В красном уголке было еще пусто, светила только одна лампочка. А перед невключенным телевизором дремал в кресле… Хо, ты гляди! Старый хрыч Чачанидзе заявился! Ветрами северными продубленное, природной южной смуглости лицо казалось еще темнее под снежно-белыми волосами — как на негативе. Челюсть сонно отвисла, желтеют золотые коронки… остатки роскоши.
— Привет, — сказал Самашок. — Дрыхнешь?
Смуглое лицо вздернулось, поднялись тяжелые веки, выпуклые черные глаза спросонья по-стариковски беспомощны.
— Миша! Здравствуй, Миша. — Взгляд отвердел. — Молодцом выглядишь, дорогой! Закемарил я тут с дороги, кресла мягкие, тепло… Ну, как ты тут, Миша?
— А ничего. Живем, хлеб с маслом жуем.
— Так-так. Это что же, тебе тут, выходит, нравится? В такой-то дыре? Не тянет в город?
— Чего я забыл в городе-то? Тут хоть тюрьмы нету. А в городе, глядишь, опять срок заработаю. Не, пока что здесь поживу, отдохну. А там поглядим.
— Да уж когда и глядеть-то, Миш-ша? Годы идут, бегут. В колонии срок тянули, да и опять в тайге скучать — не обидно разве?
— Пускай в тайге, да не в колонии все же. А чего? У меня теперь специальность есть, платят добре, баба на мою долю всегда найдется, так какого еще дьявола рыпаться?
Саманюк придвинул ногой стул, уселся против Чачанидзе, разглядывая его, сильно постаревшего.
— Та-ак, доволен, значит. Такой дырой — и доволен. Ну-ну. А я вот поглядел в городах — живут люди! Красиво живут!
— Срок-то когда твой кончился?
— Третий месяц на свободе.
— Шустрый ты старичок — уже и в городах помотался.
Чачанидзе смущенно потер лоб.
— Немного ездил. В Свердловск я ездил, Миша.
— Ух ты! Эко тебя носило. Что за интерес там?
— Да так… Слабость одна… Ты, Миша, не смейся только. Хотелось, видишь ли, женщину одну повидать…
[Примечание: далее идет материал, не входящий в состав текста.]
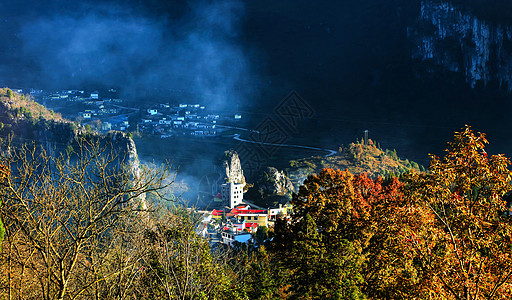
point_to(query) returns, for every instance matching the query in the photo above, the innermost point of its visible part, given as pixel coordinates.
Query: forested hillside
(357, 157)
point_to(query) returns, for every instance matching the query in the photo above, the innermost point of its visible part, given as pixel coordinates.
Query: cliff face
(461, 42)
(233, 167)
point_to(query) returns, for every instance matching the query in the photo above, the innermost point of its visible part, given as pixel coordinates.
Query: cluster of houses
(163, 120)
(237, 221)
(184, 119)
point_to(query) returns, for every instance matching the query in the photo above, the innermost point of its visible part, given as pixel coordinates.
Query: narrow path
(330, 152)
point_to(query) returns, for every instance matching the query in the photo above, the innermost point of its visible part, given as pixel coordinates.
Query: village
(105, 111)
(233, 219)
(237, 220)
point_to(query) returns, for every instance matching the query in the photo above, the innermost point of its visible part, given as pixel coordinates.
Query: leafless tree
(67, 219)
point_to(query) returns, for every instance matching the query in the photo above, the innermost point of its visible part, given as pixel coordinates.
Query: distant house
(228, 238)
(87, 114)
(257, 216)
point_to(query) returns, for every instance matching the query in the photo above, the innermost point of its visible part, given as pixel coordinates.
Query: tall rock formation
(233, 167)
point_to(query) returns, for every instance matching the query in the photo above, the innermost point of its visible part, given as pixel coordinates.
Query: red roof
(216, 212)
(253, 225)
(248, 211)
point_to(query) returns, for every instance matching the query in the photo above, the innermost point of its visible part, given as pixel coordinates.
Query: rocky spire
(233, 167)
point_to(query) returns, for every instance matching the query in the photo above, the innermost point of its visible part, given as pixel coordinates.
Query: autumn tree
(466, 248)
(324, 243)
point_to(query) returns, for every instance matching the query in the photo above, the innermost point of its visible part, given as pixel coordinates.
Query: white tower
(233, 193)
— Ого! Любовь вспомнилась на закате лет?
— Какая там любовь, — застенчиво улыбнулся Леван Ионович. — Может, она мне и слова сказать не захотела бы, руки не подала… Но она — единственное доброе дело за всю мою жизнь, так я считаю. Найти бы, взглянуть… Есть, Миша, такой миф. Легенда древнегреческая. Скульптор изваял из дикого бросового камня прекрасную женщину. И такая это получилась женщина, что сам скульптор в нее… Ну, ты не поймешь этого.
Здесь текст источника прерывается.